Un lecteur voyageur nous raconte cette histoire digne d’une chanson… de Leonard Cohen (respect à toutes les Suzanne, au passage)

Très jolie histoire que Jean-Luc avait publié sur son propre blog. Merci à lui de nous autoriser à la partager ici. C’est ça aussi la fraternité du voyage. (Ma partie préférée est la fin, ce PS qui offre une chute impensable). Je vous laisse avec cette aventure féline.

La lune semble s’échapper de l’horizon. Doucement, comme une plume, elle s’élève. Comme tous ces fous qui aiment la lune, il me fallait y aller. Depuis le port du Pirée, le bateau glisse sur l’eau. Il file vers ce qui sera un grand matin.
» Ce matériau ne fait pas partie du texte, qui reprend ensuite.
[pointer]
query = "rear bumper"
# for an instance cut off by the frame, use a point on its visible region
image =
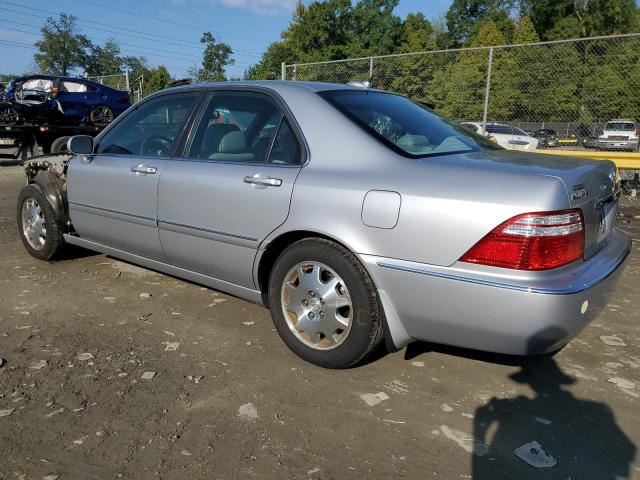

Le sablier se vide, j’ai l’impression douce de me noyer dans le vent qui souffle sur cette petite île grecque. À Hydra, seuls les ânes et les mulets ont droit de se faufiler dans les ruelles étroites qui serpentent à travers des maisons blanches et paisibles. Le maître du temps, caméraman divin, a appuyé sur pause. Dans l’une d’elle, posée en haut de marches interminables, Léonard Cohen y est resté 7 ans… Il y écrivit des romans et, sans doute, ses plus belles chansons. Léonard avait tellement de fissures que la Lumière pouvait se voir en lui. Sa maison ne se visite pas mais, sur un papier posé sur la porte, une écriture manuscrite, demande « S’il vous plaît, merci de ne pas frapper ». Peut-être Léonard est-il en train de dormir… Ce lieu magique, aux maisons accrochées les unes aux autres, posé dans le golf Saronique, avec ses coquelicots d’un rouge profond, presque carmin, qui jaillissent au milieu d’Euryops d’or et se courbent comme une chevelure sous le vent, est un bel endroit pour se débarrasser de sa vieille peau. Et peut-être, se retrouver. Ici, les mots ne sont pas muets. On peut parler aux dieux et, rêver qu’ils nous écoutent. On est hors du temps. On est bien. Je me suis demandé si je ne devais pas rester là, y finir sous ce voile si doux qui ressemble tant à la sérénité parfaite. Quelle paix ! Alors, je me suis dit que j’allais faire de ce moment un de mes plus beaux souvenirs et avant de quitter l’île, je me suis étendu sur un mur des remparts du fort, près d’un canon. Alors, un chat a grimpé sur moi. C’était un chat tigré, double masculin de mon amoureuse féline, Marcelle, loin, si loin de moi, en ce jour d’avril. Il accepta avec une douceur tendre, mes caresses. Sur moi, il s’est lové, abandonné. En cet instant précis, nous étions faits l’un pour l’autre. Et puis, il s’endormit, posé sur moi et doucement, a glissé dans l’astral, m’emportant avec lui. Peut-être était-ce la réincarnation de Léonard Cohen car jamais mon sommeil ne fut traversé d’une telle élégance ! C’est ça, Léonard est un chat et je l’ai rencontré ! So long…

Jean-Luc Gironde

PS : Dans l’avion qui me ramenait à Paris, ma voisine de siège, une jeune américaine, m’a regardé longuement avant de me dire « Mais je vous connais ! » » J’étais interloqué, alors elle a pris son téléphone, a cherché dans ses photos et m’a montré une image qu’elle avait prise quelques jours auparavant. On y voyait un homme en noir avec un chat. Les deux dormaient sur un rempart ! C’était moi et le mystérieux félin. Elle m’a demandé l’autorisation de publier sur ses réseaux, la photo. J’ai écrit sur l’écran, avec mon doigt, comme on le fait quand on reçoit un colis « Ok for publishing », je n’ai pas osé « Sincerely. Leonard Cohen » !!!